Kia VangAs the fifth-oldest child in a family of 15 siblings—ages 4 to 34—Kia Vang knows finding a way to stand out in a crowd can be a challenge.

However, as a past beneficiary of a number of Junior Achievement programs during her childhood that she says helped her do just that, she’s now serving as a volunteer to a new generation of JA students to help pass on what she learned.

Vang, 25, the daughter of Hmong refugees who immigrated to Minnesota in 1994, is a Certified Retirement Service Professional at Wells Fargo Institutional Retirement and Trust in Minneapolis. She says that as far back as elementary school, JA taught her lessons that still help her today.

“When I was in sixth grade, I had my first JA class at Cherokee High Elementary,” Vang says. “I remember taking courses that taught us about making our own brand and learning about career paths. One of the big lessons was that how we see ourselves is how the workforce is going to see us. As a sixth-grader, I was really attracted to that because I was attracted to being successful.”

In addition to the financial literacy and career preparation skills Vang learned from JA, she also had the opportunity to attend JA BizTown, an experience that left a dramatic mark.

“In JA BizTown, you get to take on the role of any number of jobs, like a banker or a construction worker,” she explains. “I was the mayor, so I got to run the town! You had to campaign, you had to give speeches and you had to win the election. It was so much fun, but it was also really great because it helped teach me to be an effective communicator at a young age. I really appreciate JA for that. It helped me step out of my comfort zone, and you really never know that you’re capable of so much more until you take on that role. As a sixth-grader, I thought, ‘I’m the mayor, and I did it!’”

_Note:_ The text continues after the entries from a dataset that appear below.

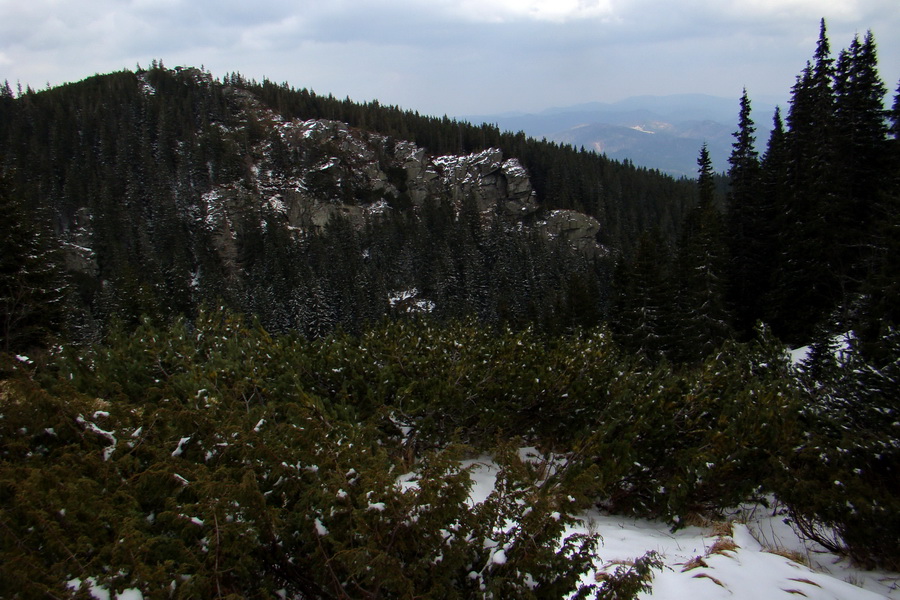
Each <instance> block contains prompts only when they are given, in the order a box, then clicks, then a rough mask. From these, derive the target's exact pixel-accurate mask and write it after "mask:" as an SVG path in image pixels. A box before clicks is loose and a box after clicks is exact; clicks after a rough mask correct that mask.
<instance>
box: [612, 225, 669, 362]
mask: <svg viewBox="0 0 900 600" xmlns="http://www.w3.org/2000/svg"><path fill="white" fill-rule="evenodd" d="M670 255H671V253H670V251H669V249H668V248H667V247H666V245H665V242H664V241H663V238H662V234H661V233H660V231H659V230H658V229H652V230H650V231H648V232H645V233H644V234H643V235H641V239H640V242H639V243H638V249H637V252H636V253H635V256H634V259H633V260H632V261H630V262H629V263H622V265H620V268H619V270H618V271H617V272H616V278H615V287H616V299H615V303H614V311H613V318H612V327H613V330H614V331H615V333H616V337H617V340H618V341H619V343H621V344H622V346H623V347H625V348H626V349H628V350H629V351H632V352H635V353H637V354H639V355H640V356H642V357H644V358H645V359H647V360H649V361H650V362H651V363H652V362H656V361H657V360H659V359H660V358H662V357H664V356H667V355H669V354H670V351H671V346H672V343H673V341H674V340H673V334H674V333H675V332H673V331H672V330H671V323H672V318H673V316H674V314H673V313H674V310H673V309H674V307H673V288H672V282H671V280H670V274H671V265H670V263H671V259H670Z"/></svg>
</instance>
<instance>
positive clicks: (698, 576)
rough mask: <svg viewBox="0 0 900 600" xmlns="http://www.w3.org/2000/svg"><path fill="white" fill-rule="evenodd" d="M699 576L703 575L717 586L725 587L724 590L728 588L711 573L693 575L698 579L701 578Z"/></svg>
mask: <svg viewBox="0 0 900 600" xmlns="http://www.w3.org/2000/svg"><path fill="white" fill-rule="evenodd" d="M701 577H704V578H706V579H709V580H710V581H712V582H713V583H715V584H716V585H718V586H719V587H723V588H725V589H726V590H727V589H728V588H727V587H726V586H725V584H724V583H722V582H721V581H719V580H718V579H716V578H715V577H713V576H712V575H708V574H706V573H697V574H696V575H694V579H699V578H701Z"/></svg>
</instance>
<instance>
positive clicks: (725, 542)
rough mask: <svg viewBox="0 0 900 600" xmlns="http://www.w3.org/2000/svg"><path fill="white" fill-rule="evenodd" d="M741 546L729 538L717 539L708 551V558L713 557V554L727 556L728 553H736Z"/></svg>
mask: <svg viewBox="0 0 900 600" xmlns="http://www.w3.org/2000/svg"><path fill="white" fill-rule="evenodd" d="M738 548H740V546H738V545H737V544H735V543H734V540H733V539H731V538H727V537H721V538H717V539H716V541H715V542H713V545H712V546H710V547H709V550H707V551H706V555H707V556H712V555H713V554H725V553H726V552H734V551H736V550H737V549H738Z"/></svg>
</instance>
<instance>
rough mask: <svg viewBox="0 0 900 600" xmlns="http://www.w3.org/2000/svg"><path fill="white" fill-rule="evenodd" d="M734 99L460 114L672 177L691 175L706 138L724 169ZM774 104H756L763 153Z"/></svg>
mask: <svg viewBox="0 0 900 600" xmlns="http://www.w3.org/2000/svg"><path fill="white" fill-rule="evenodd" d="M738 108H739V107H738V100H737V99H728V98H719V97H715V96H706V95H702V94H678V95H670V96H637V97H633V98H628V99H626V100H621V101H619V102H613V103H601V102H593V103H589V104H579V105H575V106H569V107H562V108H550V109H547V110H544V111H541V112H539V113H531V114H524V113H507V114H503V115H472V116H466V117H463V118H464V119H465V120H467V121H470V122H472V123H476V124H477V123H481V122H486V123H493V124H496V125H497V126H498V127H499V128H500V129H501V130H508V131H514V132H517V131H524V132H525V133H526V134H527V135H529V136H531V137H534V138H537V139H542V138H546V139H547V140H550V141H553V142H557V143H560V144H570V145H572V146H573V147H575V148H581V147H582V146H583V147H584V148H585V149H588V150H594V151H596V152H598V153H601V154H605V155H606V156H608V157H609V158H611V159H614V160H619V161H624V160H626V159H627V160H629V161H631V162H633V163H634V164H635V165H637V166H640V167H646V168H649V169H657V170H659V171H661V172H663V173H666V174H668V175H672V176H675V177H682V176H685V177H694V176H695V175H696V172H697V156H698V154H699V151H700V147H701V146H702V145H703V143H704V142H706V144H707V146H708V148H709V152H710V156H711V158H712V161H713V167H714V169H715V170H716V171H718V172H722V171H725V170H727V168H728V156H729V154H730V153H731V144H732V142H733V141H734V138H733V137H732V133H733V132H734V131H735V129H736V127H737V115H738ZM774 111H775V105H774V104H773V103H766V102H754V104H753V113H754V114H753V119H754V121H755V122H756V127H757V149H758V150H760V151H762V149H763V148H764V146H765V142H766V139H767V137H768V133H769V131H770V129H771V122H772V115H773V113H774Z"/></svg>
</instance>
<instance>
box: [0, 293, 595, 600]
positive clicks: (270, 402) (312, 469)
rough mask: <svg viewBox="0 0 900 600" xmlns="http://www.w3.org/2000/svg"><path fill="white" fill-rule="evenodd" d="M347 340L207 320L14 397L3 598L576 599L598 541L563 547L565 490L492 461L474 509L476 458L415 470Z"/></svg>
mask: <svg viewBox="0 0 900 600" xmlns="http://www.w3.org/2000/svg"><path fill="white" fill-rule="evenodd" d="M389 333H390V332H389ZM375 337H380V338H384V337H385V334H384V332H381V335H379V336H373V339H370V340H369V342H370V343H373V342H374V338H375ZM389 337H392V338H393V339H391V340H389V341H388V342H387V343H385V344H384V346H385V348H394V349H395V351H396V348H397V346H395V345H394V344H397V343H398V342H399V343H405V342H406V341H408V340H406V339H404V338H403V336H402V335H398V334H396V333H394V334H393V335H389ZM348 340H349V338H334V339H332V340H323V341H320V342H316V343H309V342H306V341H304V340H301V339H298V338H294V337H279V338H273V337H271V336H269V335H268V334H267V333H265V332H264V331H263V330H261V329H259V328H257V327H253V326H249V325H246V324H244V323H243V322H242V320H241V319H239V318H238V317H235V316H233V315H230V314H228V313H224V312H218V311H213V312H210V313H204V314H203V315H201V317H200V318H199V319H198V321H197V322H196V323H194V324H187V323H185V322H183V321H181V322H178V323H176V324H174V325H172V326H171V327H169V328H168V329H165V330H164V329H160V328H157V327H155V326H154V325H153V324H152V323H150V322H149V321H145V322H144V323H143V324H142V325H141V326H140V327H139V328H138V329H137V330H136V331H134V332H133V333H131V334H128V335H125V334H119V333H117V334H114V335H113V336H112V337H111V338H110V340H109V341H108V343H106V344H104V345H102V346H97V347H96V348H94V349H92V350H89V351H84V352H80V353H75V352H71V353H69V354H67V355H65V356H64V357H61V359H60V362H59V364H58V366H57V368H58V373H59V374H60V376H61V378H60V380H59V381H56V382H54V381H53V380H52V379H49V378H48V379H47V381H48V382H49V383H48V389H42V388H41V387H39V386H37V385H36V384H35V383H34V382H33V381H32V380H31V379H29V378H28V377H25V376H21V377H16V378H13V379H11V380H10V381H9V382H8V383H6V384H4V388H3V390H2V391H3V396H2V407H0V414H2V415H3V418H2V419H0V440H2V445H0V459H2V462H0V486H2V490H3V497H4V503H3V506H2V508H0V510H2V515H0V516H2V522H3V523H4V524H5V526H4V528H3V530H2V532H0V535H2V548H3V551H2V552H3V556H2V564H3V567H2V569H3V573H2V577H0V580H2V581H3V584H2V585H3V586H6V587H4V588H3V589H2V590H0V594H2V595H4V597H15V594H17V593H18V590H21V589H29V590H48V591H51V592H52V593H55V594H62V590H63V589H64V585H65V582H68V581H70V580H73V579H79V580H81V581H87V580H88V579H89V578H94V579H93V581H95V582H96V583H98V584H99V585H103V586H105V587H107V588H108V589H110V590H122V589H125V588H131V587H135V588H138V589H140V590H141V591H142V592H143V593H144V594H145V596H147V595H149V596H155V595H158V594H162V593H171V594H172V595H173V596H174V597H179V598H192V597H225V596H228V595H230V594H236V595H239V596H242V597H259V598H263V597H270V596H271V595H273V594H274V593H275V592H276V591H277V590H282V589H283V590H286V591H287V592H288V593H289V594H297V595H300V596H302V597H322V598H331V597H335V598H340V597H347V596H359V595H363V596H371V597H411V596H416V595H425V596H426V597H442V598H443V597H458V598H472V597H522V598H532V597H533V598H545V597H549V598H554V597H561V596H563V595H565V594H567V593H570V592H577V591H578V589H579V585H580V584H579V580H580V577H581V574H582V573H583V572H584V571H585V570H586V569H587V568H588V567H589V566H590V565H591V564H592V562H591V560H592V556H593V548H594V546H595V544H596V538H595V537H593V536H570V537H568V538H565V539H560V538H561V536H562V534H563V532H564V530H565V528H566V526H567V525H569V524H570V523H571V522H572V519H571V517H569V516H568V513H566V512H565V507H567V506H568V505H569V504H570V501H569V500H568V497H569V496H570V495H571V492H570V489H569V488H568V487H567V486H565V485H562V483H561V482H560V481H552V482H551V481H547V480H546V479H544V478H542V476H541V472H540V471H539V470H537V469H536V468H535V467H533V466H531V465H530V464H527V463H524V462H522V461H521V460H520V459H519V458H518V456H517V455H516V454H515V453H514V452H513V451H512V450H511V449H507V450H498V451H497V455H496V460H497V462H498V463H499V464H500V465H501V469H500V471H499V473H498V474H497V481H498V483H497V485H496V487H495V490H494V492H493V493H492V494H491V496H490V497H489V498H488V499H487V501H485V502H484V503H483V504H480V505H476V506H474V507H472V506H471V505H470V502H469V500H468V497H469V491H470V486H471V480H470V475H469V472H470V470H471V467H465V466H463V465H462V463H461V459H462V458H464V454H463V453H464V452H465V449H464V448H462V447H456V446H453V445H452V444H450V445H447V444H443V445H441V446H440V447H437V444H436V443H435V447H434V448H433V449H419V450H418V451H417V452H416V455H415V457H414V458H415V459H416V460H415V462H412V463H410V462H409V459H410V458H412V457H410V456H409V455H408V454H407V453H406V452H405V449H404V447H403V445H402V439H399V438H398V437H397V435H396V432H395V431H394V430H391V429H390V428H388V429H387V430H386V426H387V425H390V424H391V420H390V419H389V416H390V415H392V414H394V411H393V410H392V409H391V406H390V403H389V402H386V401H385V400H386V398H375V397H372V395H371V394H374V393H376V392H379V391H380V392H383V393H392V392H390V391H389V390H388V388H386V387H382V388H377V387H376V388H375V390H374V391H373V392H370V395H369V396H368V398H369V400H370V401H371V404H368V403H367V402H366V399H367V397H366V396H363V395H362V390H363V389H364V388H365V386H364V383H363V381H361V380H358V379H356V377H357V376H362V375H375V374H376V373H380V372H381V371H380V369H379V368H378V367H377V365H376V364H374V363H372V362H371V360H372V358H373V356H371V355H370V354H369V353H368V352H367V349H366V348H365V346H361V347H360V348H361V349H358V350H357V351H356V352H355V353H354V352H353V350H352V346H351V344H349V343H347V342H348ZM342 341H343V343H342ZM419 352H421V349H419ZM374 358H376V359H377V358H378V357H374ZM381 358H385V359H387V357H386V356H382V357H381ZM335 365H342V366H341V367H338V366H335ZM404 366H409V365H404ZM398 368H399V367H398ZM320 369H321V370H320ZM336 369H343V377H344V378H346V379H343V378H341V379H340V380H339V379H337V378H335V377H334V376H335V375H336V373H335V370H336ZM397 377H399V375H397ZM338 381H341V382H342V385H341V387H339V388H338V387H332V386H333V385H334V384H336V383H337V382H338ZM406 385H409V380H407V383H406ZM323 386H324V387H323ZM320 389H322V390H325V389H327V392H326V393H324V394H322V395H321V396H320V395H318V393H317V392H315V391H313V390H320ZM358 396H359V397H358ZM410 469H411V471H410ZM407 472H409V475H406V476H404V477H400V476H401V475H403V474H404V473H407ZM7 499H8V501H7ZM512 523H514V525H510V524H512ZM26 582H27V583H26ZM588 591H589V589H588V588H585V590H584V591H583V593H584V594H586V593H587V592H588Z"/></svg>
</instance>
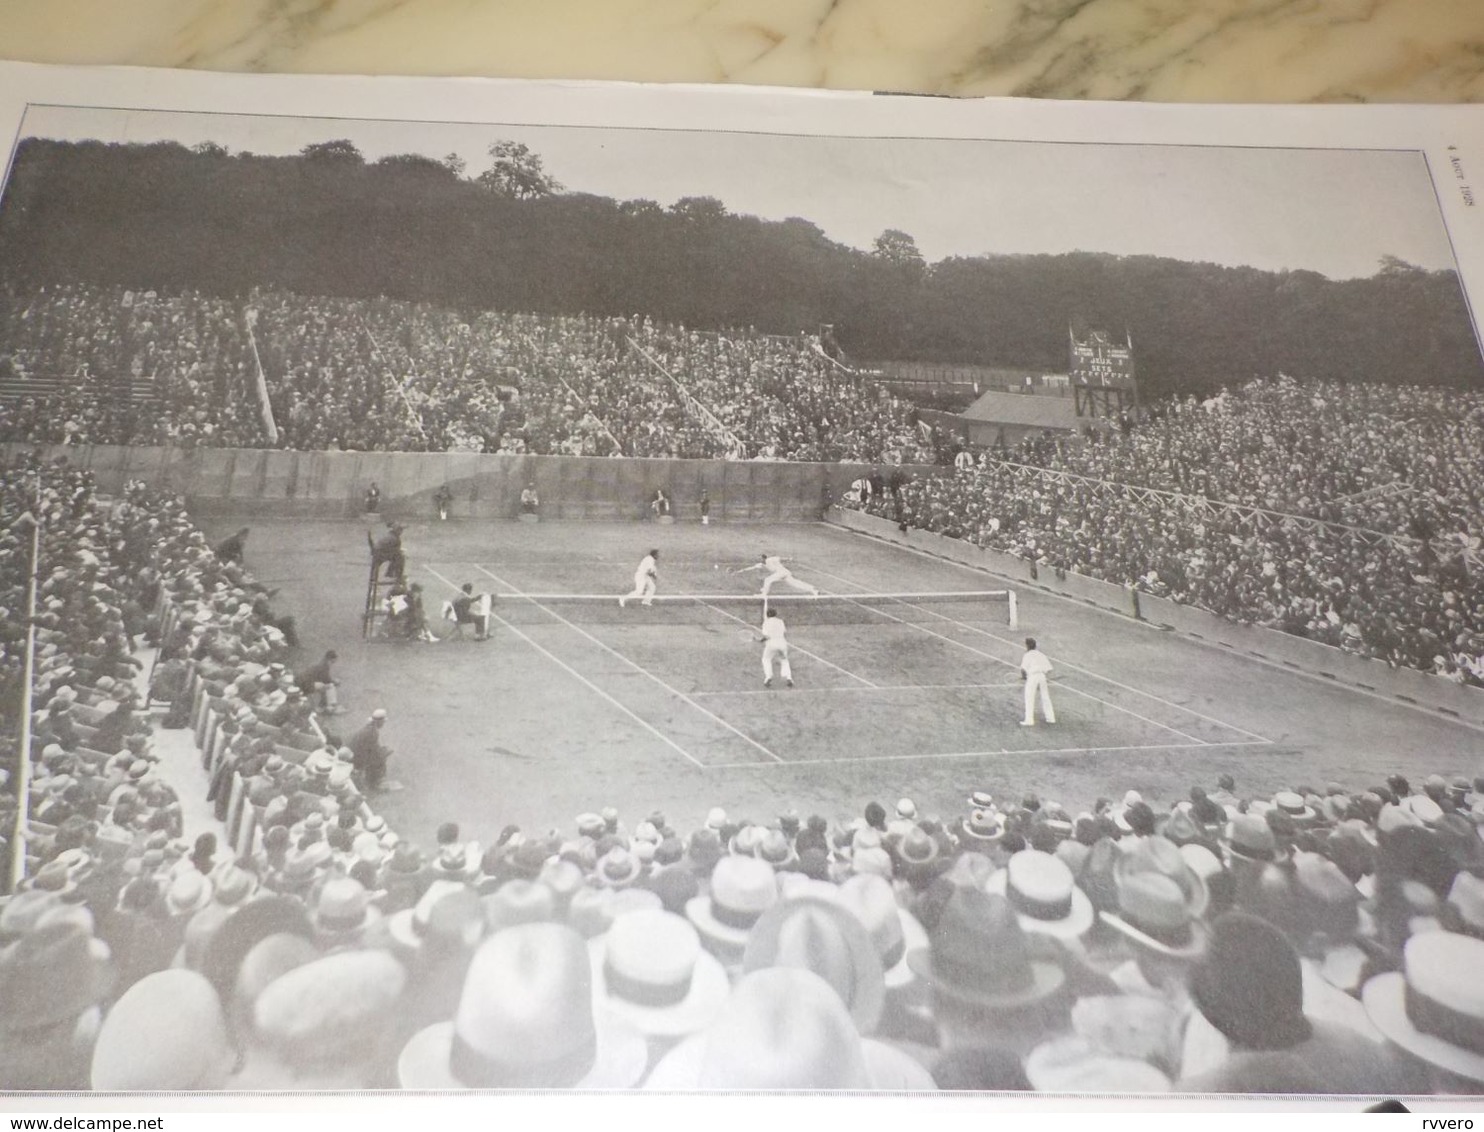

As a result, today Vang is giving back to JA. She volunteers at JA BizTown and she also has taught seventh graders the same JA class she took as a child about career paths and personal brands. “That’s something I think that can only be taught from personal experience,” Vang says about volunteering. I told the kids I’d been in JA, and they were really excited about that. A lot of the students asked me why it was important for them to learn these things, and I told them that if they learn these lessons, they’ll be able to apply them to every area of their life. Success principles are universals; whatever you can believe, you can achieve.”